CHES members, Professor Ulf Schmidt and Dr David Peace, were invited by the Fritz Haber Institute of the Max Planck Society to join the German delegation as civil society experts at the annual States Meeting of the Organisation for the Prevention of Chemical Weapons (OPCW), the Hague, November 2025.

They were joined by their colleagues Professor Bretislav Freidrich (Fritz Haber Institute) and Dr Paul Walker (Greencross International) who alongside Professor Schmidt gave a presentation of their jointly edited book Thirty Years of the Chemical Weapons Convention (CWC): Histories, Achievements, Challenges. The presentation was introduced by the Permanent Representative of Germany to the OPCW, Ambassador Thomas Schieb
The Open Access book, Thirty Years of the Chemical Weapons Convention (CWC): Histories, Achievements, Challenges, which is part of the ERC Synergy Project ‘Taming the European Leviathan’ and received generous support from the European Research Council under the Horizon 2020 Research and Innovation Programme. The volume will be available online as Open Access, or for purchase via Springer Nature, in early 2026.

Ambassador Schieb said that he was proud to have been part of the volume, which resulted from a conference hosted at the Fritz Haber Institute in 2023 to celebrate the thirtieth anniversary of the Chemical Weapons Convention (CWC) and the destruction of all declared chemical weapons stockpiles among signatory states.
Professor Schmidt highlighted the contributions to the volume by government officials, renowned scholars, and esteemed members of civil society. The volume is divided into the following thematic sections:
1. Politics and Diplomacy: Perspectives on CWC
2. Histories of Chemical Weapons in the 20th Century
3. Participation of Civil Society in CWC Implementation
4. CWC – A Model for the Abolition of Weapons of Mass Destruction (WMD)
5. Chemical Weapons and Terrorism: Ongoing and Future Challenges
6. Information Warfare: The Power of Images

Professor Schmidt gave a presentation of the chapter ‘Coping with Crisis: Rumours, Science and Poison Warfare in Inter-War Europe’, that had been co-written with Professor Jo Fox (University of Newcastle).
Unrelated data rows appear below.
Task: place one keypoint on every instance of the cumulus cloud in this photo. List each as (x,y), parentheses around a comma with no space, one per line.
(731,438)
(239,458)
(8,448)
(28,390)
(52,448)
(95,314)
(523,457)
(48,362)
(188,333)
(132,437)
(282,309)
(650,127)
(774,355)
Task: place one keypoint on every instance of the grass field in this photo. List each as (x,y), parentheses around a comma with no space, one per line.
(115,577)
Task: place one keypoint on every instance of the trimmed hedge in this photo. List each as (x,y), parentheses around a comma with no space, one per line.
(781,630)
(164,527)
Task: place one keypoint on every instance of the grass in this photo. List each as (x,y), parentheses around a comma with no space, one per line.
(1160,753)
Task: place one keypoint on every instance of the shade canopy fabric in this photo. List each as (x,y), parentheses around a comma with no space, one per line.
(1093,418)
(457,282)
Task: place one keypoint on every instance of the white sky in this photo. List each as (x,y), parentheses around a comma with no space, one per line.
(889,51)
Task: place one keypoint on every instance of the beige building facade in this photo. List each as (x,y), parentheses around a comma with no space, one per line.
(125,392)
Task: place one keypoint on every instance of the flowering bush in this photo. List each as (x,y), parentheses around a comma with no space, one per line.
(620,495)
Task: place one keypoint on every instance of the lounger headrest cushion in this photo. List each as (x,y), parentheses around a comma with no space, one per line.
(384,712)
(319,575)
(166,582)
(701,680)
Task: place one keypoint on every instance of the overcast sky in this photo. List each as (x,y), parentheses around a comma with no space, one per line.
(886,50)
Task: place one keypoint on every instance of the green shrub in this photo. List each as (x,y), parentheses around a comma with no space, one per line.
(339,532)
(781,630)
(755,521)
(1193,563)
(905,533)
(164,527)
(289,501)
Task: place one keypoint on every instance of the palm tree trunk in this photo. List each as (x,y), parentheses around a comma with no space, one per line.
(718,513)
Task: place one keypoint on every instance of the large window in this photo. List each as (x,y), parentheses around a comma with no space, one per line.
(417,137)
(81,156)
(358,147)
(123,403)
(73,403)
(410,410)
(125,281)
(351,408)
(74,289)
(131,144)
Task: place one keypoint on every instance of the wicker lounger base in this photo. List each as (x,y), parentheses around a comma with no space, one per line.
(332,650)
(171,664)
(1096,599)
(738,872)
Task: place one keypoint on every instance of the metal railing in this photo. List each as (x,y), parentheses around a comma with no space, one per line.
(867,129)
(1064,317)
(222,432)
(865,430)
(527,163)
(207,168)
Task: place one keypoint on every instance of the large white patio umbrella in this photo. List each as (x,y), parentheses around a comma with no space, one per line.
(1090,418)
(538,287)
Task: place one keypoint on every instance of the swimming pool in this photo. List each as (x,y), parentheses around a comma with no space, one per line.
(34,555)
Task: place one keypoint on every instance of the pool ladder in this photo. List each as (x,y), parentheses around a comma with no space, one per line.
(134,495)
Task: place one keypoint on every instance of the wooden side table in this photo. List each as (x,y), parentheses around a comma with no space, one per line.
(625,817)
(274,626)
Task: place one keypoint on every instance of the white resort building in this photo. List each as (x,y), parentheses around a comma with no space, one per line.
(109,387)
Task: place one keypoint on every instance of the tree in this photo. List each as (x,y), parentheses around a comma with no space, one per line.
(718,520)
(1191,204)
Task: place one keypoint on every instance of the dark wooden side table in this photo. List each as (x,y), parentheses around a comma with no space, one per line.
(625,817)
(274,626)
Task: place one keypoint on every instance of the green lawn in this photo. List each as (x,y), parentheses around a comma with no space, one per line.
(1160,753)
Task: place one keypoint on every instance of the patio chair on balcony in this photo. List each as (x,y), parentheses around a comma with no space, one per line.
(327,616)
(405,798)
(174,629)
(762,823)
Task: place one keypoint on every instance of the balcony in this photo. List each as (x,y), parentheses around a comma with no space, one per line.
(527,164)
He outlined how rumours created different systems of knowledge and scientific inquiry and highlighted how rumour construction in the Meuse Valley illuminates the significant psychological impact of chemical warfare on populations, the continuity of pre-existing belief systems in the face of scientific analysis, and the persistence of international mistrust.

Dr Peace presented his research from the chapter ‘Woe to You that You are a Grandchild: Mutations and the Ethical Case Against WMDs Among Post-War British Geneticists’. He explored the intersection between genetic research and ethical opposition to Weapons of Mass Destruction (WMDs) among post-war geneticists in the United Kingdom by focussing on the mutagenic effects of radiation and chemical exposure, highlighting the cross-generational impact of WMDs.